Nach einigen Minuten des Schweigens und gegenseitigen Betrachtens fielen sich die Geschwister überglücklich um den Hals und nicht nur Antonia hatte Tränen in den Augen – diesmal allerdings Freudentränen. Die Geschwister hatten sich viel zu erzählen. Hans erzählte von den Eltern und dem kleinen Häuschen, in dem sie zusammen die ersten Jahre ihrer Kindheit verbracht hatten. Antonia erzählte vom Leben im Waisenhaus
und von ihrer Freundin Anna. Hans hatte lange Zeit vergeblich versucht, Antonia zu finden. Nach dem Tod ihrer letzten Pflegemutter konnte ihm niemand etwas über den Verbleib seiner kleinen Schwester sagen. Er gab aber seine Suche nicht auf und zusammen mit seinem Meister gelang es ihm eines Tages doch, über den Pfarrer seiner Gemeinde die Adresse des Waisenhauses zu bekommen. Sein Meister war es auch, der ihn mit dem Pferdefuhrwerk hergebracht hatte. Ihn und das kleine, liebevoll geschmückte Weihnachtsbäumchen.

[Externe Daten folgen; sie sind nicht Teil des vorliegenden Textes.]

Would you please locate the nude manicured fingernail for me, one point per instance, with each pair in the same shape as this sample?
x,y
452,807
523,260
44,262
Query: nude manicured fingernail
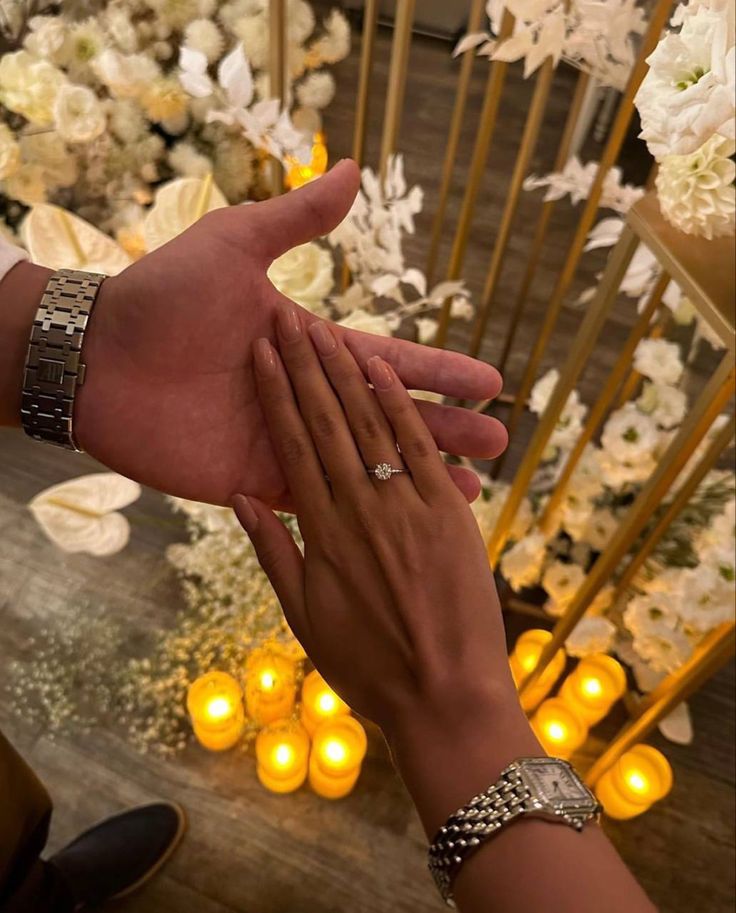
x,y
323,338
380,373
244,512
264,356
289,324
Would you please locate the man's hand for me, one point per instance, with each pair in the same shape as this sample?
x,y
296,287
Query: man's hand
x,y
170,397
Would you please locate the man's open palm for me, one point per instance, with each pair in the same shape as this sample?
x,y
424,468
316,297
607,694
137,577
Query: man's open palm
x,y
170,399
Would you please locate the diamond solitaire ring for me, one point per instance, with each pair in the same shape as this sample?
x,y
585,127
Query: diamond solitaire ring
x,y
384,471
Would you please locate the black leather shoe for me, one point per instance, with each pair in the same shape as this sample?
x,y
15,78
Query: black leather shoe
x,y
120,854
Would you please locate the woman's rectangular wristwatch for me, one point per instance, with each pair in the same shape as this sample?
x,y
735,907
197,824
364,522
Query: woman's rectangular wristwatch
x,y
547,788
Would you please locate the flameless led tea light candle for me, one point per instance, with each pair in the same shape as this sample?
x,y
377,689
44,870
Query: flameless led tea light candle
x,y
214,702
338,749
319,702
593,687
270,686
640,777
524,658
282,755
559,728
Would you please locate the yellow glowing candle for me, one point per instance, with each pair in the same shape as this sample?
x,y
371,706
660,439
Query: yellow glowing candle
x,y
270,686
559,728
524,658
282,755
299,174
594,686
319,702
215,705
640,777
338,749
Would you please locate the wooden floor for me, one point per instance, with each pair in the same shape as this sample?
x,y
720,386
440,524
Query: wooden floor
x,y
248,851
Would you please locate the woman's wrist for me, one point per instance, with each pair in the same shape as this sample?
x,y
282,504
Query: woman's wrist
x,y
448,753
21,291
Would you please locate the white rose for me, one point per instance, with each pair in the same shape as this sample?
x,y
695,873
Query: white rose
x,y
304,274
78,115
9,152
29,86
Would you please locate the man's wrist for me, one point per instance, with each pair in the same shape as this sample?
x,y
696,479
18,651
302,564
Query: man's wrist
x,y
21,291
445,758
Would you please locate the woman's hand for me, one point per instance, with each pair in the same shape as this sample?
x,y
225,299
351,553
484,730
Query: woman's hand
x,y
393,600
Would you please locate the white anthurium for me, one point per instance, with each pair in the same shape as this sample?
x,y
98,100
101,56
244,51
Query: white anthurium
x,y
58,239
82,515
178,205
677,726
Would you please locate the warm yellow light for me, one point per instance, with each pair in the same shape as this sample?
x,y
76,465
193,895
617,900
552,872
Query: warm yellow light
x,y
268,680
283,756
327,702
592,687
556,731
637,781
218,708
334,751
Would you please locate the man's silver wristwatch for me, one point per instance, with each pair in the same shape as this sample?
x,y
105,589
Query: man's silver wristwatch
x,y
54,367
547,788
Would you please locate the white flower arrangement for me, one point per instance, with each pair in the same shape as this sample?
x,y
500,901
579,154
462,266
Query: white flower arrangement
x,y
142,93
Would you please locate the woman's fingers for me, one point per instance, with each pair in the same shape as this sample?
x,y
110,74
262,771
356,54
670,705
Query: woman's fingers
x,y
417,445
319,407
291,439
371,431
279,557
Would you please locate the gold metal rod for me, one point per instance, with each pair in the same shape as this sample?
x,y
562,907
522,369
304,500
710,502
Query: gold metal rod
x,y
603,401
658,19
453,140
582,346
634,378
705,661
367,53
523,157
713,398
486,128
396,80
277,75
540,232
719,443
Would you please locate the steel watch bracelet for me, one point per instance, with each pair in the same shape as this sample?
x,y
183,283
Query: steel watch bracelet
x,y
471,826
54,368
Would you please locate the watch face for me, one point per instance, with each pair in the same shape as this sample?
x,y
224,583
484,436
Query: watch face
x,y
556,784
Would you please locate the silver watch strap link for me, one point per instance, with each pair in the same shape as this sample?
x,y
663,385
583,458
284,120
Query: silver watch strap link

„Das Bäumchen ist wirklich für mich? Für mich ganz allein?“ Antonia konnte es noch immer nicht fassen.
„Ja, das ist für dich, Jetzt, wo ich weiß, wo du bist, komme ich dich öfter besuchen, wenn ich darf“, versprach Hans, bevor er sich wieder verabschieden musste.
Antonia holte sofort ihre Freundin Anna. Gemeinsam stellten sie das kleine, über und über mit Kugeln, Naschereien und Ketten geschmückte Bäumchen auf Antonias Nachtkästchen. Jetzt hatte sie ein eigenes Christbäumchen und Anna durfte sich das schönste Stück, das sie darauf entdecken konnte, aussuchen.
„Ja, das Christkind vergisst wirklich auf kein Kind. Zu manchen kommt es sogar zweimal und wenn man Glück hat, bringt es auch noch
einen großen Bruder mit“, sagte Schwester Lätitia, diesmal ausnahmsweise einmal lächelnd.